本文针对月面探测车辆驱动轮牵引性能的研究需要,以火山灰为主要原料制备了应用于月面-车辆力学试验用模拟月壤,研制了月壤-车轮土槽测试系统,设计了不同结构尺寸的被试轮。在此基础上,进行了月面探测车辆驱动轮牵引性能试验,分析了驱动轮下模拟月壤的剪切破坏形式,得出了不同结构参数和行驶条件下驱动轮的牵引性能。在土槽试验与车辆-地面力学研究成果基础上,建立了月面探测车辆驱动轮与月壤相互作用关系数学模型,通过压板试验和履带板试验确定了模拟月壤的地面力学相关参数,并利用自行编写的仿真程序对探测车辆驱动轮牵引性能进行了仿真分析。最后,本文使用颗粒流程序(PFC2D)细观分析了微重力条件下驱动轮与月壤相互作用关系,得出了驱动轮下月壤颗粒的运动轨迹、孔隙率变化、速度分布、接触力场等规律以及微重力条件下驱动轮的牵引性能。以上研究可为月面探测车辆行走系统设计、分析与验证、原理样机研制奠定基础。
China lunar exploration program has been carried out since 2004 that is the third landmark in Chinese spaceflight and it is significant for politics, economy and military. There are three stages in China lunar exploration, which are moving around the moon, dropping on the moon and returning to the earth respective, and the lunar rover is important equipment for the second and third stage. The lunar rover is special vehicle with efficiency instrument for the lunar explore. It is a complicated systems engineering for developing the lunar rover, and it relates many techniques, thereinto the traffic ability is an important technique. Some academes and universities have developed different lunar rover in China, but the traffic ability research is beginning just now and the report about it is very few. So, it is very important to research the relationship between the lunar rover and the lunar soil at present.
The authors are grateful for the financial supported by the Key Project of Chinese Ministry of Education (No. 107035) and the 985 Project of Jilin University. First, the research simulated the lunar soil for the lunar terramechanics test, developed the soil bin equipment and designed different wheels for lunar rover, and studied the traction ability of the lunar rover based on the soil bin test in laboratory. Secondly, the lunar soil characteristics measurement is divided into a vertical and a horizontal soil strength measurement, and modeling relationship between the lunar rover wheel and lunar soil. Finally, the research used the DEM (Discrete Element Method) software to simulate lunar soil particles change under a driving wheel and analyzed the relationship.
The basic material of simulant lunar regolith is the eruption that was mined from Huinan district Jilin province of China, and some hematite is added into it as regulator. This research made five samples according to the different particle size distribution and hematite content. The sample 2 is been selected as the simulant lunar regolith after correlative tests and comparing with the parameters of lunar soil and JSC-1. The parameter of the sample 2 is closed to those of JSC-1 and ranges in the parameters of the lunar soil.
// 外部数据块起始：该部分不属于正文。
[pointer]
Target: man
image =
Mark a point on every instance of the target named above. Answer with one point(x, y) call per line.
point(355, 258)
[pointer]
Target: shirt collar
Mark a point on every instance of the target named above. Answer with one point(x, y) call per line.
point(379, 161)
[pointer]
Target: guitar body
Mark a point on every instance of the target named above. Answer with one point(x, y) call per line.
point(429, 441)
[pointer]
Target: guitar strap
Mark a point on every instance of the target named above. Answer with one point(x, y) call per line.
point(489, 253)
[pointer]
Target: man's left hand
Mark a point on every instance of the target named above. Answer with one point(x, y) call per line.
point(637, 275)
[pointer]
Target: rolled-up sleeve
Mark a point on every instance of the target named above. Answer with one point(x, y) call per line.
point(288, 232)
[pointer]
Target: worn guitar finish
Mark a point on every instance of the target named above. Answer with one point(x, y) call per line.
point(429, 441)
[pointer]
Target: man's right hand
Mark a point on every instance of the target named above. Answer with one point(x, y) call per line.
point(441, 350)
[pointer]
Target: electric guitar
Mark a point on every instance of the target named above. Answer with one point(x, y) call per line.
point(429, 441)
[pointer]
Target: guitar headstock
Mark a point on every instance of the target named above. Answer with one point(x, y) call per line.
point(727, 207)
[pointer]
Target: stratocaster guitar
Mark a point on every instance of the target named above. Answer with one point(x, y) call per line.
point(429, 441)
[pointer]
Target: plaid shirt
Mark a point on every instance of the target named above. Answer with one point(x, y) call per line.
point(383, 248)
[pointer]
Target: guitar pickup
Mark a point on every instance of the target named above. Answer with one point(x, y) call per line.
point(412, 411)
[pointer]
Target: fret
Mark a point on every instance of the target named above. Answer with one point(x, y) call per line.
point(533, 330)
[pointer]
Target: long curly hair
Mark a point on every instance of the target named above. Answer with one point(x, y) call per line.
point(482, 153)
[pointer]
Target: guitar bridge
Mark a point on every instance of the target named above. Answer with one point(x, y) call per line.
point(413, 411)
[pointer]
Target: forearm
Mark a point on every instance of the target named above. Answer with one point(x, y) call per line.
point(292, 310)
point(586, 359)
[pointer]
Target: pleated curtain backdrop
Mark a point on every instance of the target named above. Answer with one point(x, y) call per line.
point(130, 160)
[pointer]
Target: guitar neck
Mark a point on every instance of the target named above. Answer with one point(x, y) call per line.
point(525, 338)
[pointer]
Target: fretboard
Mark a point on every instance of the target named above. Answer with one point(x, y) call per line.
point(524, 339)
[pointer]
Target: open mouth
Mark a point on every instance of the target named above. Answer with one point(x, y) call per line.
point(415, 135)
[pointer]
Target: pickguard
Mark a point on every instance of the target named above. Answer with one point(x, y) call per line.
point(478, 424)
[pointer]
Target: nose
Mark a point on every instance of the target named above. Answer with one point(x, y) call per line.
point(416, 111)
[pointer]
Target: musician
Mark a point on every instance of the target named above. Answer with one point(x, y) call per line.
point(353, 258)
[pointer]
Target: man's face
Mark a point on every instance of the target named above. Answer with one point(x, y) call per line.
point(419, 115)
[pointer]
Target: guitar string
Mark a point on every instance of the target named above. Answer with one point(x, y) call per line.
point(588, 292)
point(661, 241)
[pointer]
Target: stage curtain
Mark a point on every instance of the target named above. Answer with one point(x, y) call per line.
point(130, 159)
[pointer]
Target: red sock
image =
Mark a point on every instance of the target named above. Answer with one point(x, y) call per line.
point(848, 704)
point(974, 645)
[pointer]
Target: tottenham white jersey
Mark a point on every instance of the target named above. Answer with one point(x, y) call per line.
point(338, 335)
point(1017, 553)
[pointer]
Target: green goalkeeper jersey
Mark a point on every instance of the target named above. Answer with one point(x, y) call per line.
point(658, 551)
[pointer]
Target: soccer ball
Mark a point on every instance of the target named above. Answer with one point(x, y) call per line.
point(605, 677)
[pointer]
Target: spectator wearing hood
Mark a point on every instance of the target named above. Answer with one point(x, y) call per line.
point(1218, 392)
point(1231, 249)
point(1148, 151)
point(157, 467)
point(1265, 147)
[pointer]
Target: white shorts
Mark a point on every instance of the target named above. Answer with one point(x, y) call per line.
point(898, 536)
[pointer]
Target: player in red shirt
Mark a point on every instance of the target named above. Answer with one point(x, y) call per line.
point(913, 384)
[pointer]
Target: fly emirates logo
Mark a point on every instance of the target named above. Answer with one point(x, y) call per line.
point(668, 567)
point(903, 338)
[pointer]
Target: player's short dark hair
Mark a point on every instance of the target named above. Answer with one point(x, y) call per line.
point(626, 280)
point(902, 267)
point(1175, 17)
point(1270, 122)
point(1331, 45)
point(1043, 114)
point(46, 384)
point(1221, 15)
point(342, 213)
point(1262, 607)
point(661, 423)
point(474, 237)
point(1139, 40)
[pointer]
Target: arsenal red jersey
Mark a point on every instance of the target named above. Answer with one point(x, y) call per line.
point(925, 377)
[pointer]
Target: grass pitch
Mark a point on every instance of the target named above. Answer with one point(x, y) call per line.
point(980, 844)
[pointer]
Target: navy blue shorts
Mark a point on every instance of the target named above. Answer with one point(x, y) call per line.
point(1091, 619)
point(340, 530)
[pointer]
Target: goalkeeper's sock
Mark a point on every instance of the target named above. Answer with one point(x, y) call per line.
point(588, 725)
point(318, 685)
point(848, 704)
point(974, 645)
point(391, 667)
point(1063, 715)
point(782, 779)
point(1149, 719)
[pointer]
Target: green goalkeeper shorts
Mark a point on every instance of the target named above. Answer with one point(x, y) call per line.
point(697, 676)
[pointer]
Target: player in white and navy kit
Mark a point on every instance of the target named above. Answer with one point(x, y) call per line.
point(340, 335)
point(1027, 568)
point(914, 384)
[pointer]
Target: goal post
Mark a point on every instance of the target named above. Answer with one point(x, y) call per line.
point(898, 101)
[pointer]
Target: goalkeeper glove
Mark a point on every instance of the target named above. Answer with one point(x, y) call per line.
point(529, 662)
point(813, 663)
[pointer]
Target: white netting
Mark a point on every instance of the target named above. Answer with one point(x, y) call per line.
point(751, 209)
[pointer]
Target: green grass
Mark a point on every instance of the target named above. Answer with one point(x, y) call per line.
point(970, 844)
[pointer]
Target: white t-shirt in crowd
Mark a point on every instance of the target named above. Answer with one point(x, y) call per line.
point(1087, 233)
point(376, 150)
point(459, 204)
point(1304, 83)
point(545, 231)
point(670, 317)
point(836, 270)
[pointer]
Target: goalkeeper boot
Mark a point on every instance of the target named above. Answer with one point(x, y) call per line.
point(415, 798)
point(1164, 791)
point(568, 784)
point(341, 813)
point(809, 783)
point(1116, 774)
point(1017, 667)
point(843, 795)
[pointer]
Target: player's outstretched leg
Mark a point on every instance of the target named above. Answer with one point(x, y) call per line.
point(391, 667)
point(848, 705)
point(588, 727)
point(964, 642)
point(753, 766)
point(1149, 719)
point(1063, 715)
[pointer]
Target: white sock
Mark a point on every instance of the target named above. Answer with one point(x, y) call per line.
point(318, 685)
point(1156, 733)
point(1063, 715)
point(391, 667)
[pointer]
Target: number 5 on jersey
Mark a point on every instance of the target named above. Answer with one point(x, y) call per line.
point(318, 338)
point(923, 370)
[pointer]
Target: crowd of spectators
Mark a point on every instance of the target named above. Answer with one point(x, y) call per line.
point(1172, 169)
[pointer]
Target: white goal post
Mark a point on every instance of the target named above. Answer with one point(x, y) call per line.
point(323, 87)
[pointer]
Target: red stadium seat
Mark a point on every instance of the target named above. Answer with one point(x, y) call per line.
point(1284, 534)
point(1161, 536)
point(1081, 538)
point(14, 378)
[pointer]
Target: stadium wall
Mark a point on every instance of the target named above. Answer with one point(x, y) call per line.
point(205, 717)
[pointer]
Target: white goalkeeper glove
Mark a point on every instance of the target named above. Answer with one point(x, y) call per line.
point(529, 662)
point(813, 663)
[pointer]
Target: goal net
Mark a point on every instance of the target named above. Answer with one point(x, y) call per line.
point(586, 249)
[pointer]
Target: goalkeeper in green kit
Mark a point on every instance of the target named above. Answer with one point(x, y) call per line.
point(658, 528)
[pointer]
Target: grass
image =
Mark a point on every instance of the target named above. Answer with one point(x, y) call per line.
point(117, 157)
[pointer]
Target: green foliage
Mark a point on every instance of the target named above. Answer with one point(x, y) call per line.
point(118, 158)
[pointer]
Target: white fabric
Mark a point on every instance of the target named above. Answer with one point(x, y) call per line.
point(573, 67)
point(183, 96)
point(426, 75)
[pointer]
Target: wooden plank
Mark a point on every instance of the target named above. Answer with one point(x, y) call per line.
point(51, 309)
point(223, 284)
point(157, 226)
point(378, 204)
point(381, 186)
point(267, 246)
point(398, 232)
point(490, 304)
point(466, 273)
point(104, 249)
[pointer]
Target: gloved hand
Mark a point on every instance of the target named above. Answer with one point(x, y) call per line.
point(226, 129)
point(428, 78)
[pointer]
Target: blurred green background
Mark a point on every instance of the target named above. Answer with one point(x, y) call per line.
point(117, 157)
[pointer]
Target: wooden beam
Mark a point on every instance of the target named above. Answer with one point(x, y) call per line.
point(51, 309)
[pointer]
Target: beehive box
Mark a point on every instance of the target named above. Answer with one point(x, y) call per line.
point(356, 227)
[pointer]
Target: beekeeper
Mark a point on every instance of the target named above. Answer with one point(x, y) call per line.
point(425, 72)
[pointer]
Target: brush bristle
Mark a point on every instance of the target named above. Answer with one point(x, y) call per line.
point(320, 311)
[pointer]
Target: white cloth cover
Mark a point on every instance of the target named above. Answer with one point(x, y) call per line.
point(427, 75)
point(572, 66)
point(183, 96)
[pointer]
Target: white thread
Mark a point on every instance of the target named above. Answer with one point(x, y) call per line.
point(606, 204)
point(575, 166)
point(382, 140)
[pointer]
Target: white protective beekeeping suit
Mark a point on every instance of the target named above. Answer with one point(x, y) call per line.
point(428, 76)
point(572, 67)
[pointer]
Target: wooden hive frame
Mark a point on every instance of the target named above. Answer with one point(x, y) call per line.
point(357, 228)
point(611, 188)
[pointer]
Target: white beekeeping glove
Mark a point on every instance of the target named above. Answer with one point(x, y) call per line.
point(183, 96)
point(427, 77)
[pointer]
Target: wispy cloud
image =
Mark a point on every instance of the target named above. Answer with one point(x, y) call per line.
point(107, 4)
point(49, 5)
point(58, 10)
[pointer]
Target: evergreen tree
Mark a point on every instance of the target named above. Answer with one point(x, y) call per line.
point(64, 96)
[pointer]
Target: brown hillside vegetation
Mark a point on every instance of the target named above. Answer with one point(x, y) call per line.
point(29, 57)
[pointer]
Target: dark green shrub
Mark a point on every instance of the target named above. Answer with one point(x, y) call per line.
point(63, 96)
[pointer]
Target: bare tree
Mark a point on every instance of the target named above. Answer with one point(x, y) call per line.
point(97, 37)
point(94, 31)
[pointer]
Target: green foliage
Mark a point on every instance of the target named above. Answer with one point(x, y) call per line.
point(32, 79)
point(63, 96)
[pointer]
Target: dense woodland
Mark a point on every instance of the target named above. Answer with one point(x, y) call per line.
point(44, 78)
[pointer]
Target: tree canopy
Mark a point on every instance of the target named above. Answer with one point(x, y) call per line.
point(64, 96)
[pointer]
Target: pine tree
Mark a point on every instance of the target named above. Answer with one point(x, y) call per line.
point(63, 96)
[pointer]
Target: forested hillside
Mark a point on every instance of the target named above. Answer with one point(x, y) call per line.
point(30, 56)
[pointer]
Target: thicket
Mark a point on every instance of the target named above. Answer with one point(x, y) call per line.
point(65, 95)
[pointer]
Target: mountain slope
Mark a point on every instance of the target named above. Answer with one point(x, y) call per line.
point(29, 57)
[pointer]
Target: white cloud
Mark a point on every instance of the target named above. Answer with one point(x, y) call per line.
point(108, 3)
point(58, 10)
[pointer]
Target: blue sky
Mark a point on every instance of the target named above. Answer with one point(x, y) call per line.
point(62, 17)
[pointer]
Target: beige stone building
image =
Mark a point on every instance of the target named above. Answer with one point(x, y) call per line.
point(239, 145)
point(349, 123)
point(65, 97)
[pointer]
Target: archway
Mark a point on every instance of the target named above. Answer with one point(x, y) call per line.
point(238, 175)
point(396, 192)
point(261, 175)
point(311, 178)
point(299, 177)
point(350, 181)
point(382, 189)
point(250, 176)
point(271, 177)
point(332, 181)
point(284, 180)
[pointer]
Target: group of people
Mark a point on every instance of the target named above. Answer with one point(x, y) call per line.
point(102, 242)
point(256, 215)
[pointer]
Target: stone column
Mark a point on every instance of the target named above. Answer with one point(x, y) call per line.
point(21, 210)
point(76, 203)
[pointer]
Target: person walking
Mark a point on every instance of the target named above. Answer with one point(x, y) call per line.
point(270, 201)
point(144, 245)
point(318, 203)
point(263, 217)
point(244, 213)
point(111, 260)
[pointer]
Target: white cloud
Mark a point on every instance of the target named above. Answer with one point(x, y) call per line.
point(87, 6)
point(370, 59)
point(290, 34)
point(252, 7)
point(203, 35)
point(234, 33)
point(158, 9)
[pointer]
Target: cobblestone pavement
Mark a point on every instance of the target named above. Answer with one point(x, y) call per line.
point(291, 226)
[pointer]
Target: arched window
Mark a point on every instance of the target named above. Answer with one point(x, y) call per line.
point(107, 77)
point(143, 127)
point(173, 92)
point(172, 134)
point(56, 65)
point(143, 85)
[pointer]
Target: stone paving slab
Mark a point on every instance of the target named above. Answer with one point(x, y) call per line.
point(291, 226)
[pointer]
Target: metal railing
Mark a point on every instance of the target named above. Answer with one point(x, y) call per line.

The conclusions by analyzing qualitatively and quantitatively are as followed: water content is 1.9±0.9%, the specific gravity is 2.9 after 6 percent hematite were added as regulator, angle of internal friction is 32.75o , cohesion is 1.79kPa, the mean diameter is 134.703μm, the median diameter is 97.386 μm, the d10 (effective grain diameter) is 25μm, the d60 (manipulative grain diameter) is 129μm, the Cu (coefficient of unuiformity) is 5.16 and Cc (tortuosity coefficient) is 0.937, plentiful of feldspar and pyroxene are contained in it, the coefficient of compressibility is 0.19MPa-1 and the relative compaction is 0.66. The research has tested the axial deviatoric stress versus the axial strain and the negative volumetric strain versus the axial strain of stimulant lunar soil by triaxial test. The results of the triaxial test show that the yield stress is present to 6%~10% and compress process of samples is brevity. The Young’s modulus is 68.8MPa and the Poisson's ratio is 0.34 from the triaxial tests by calculated. Finally, the hardness of stimulant lunar soil is tested by SC-900 penetrometer, and the results show that the hardness is increased with press and the hardness of surface increase more than the deep. These data indicate that the properties of simulant lunar soil is close to the real lunar soil, and can be used in the vehicle terramechanics test and other related engineering researches.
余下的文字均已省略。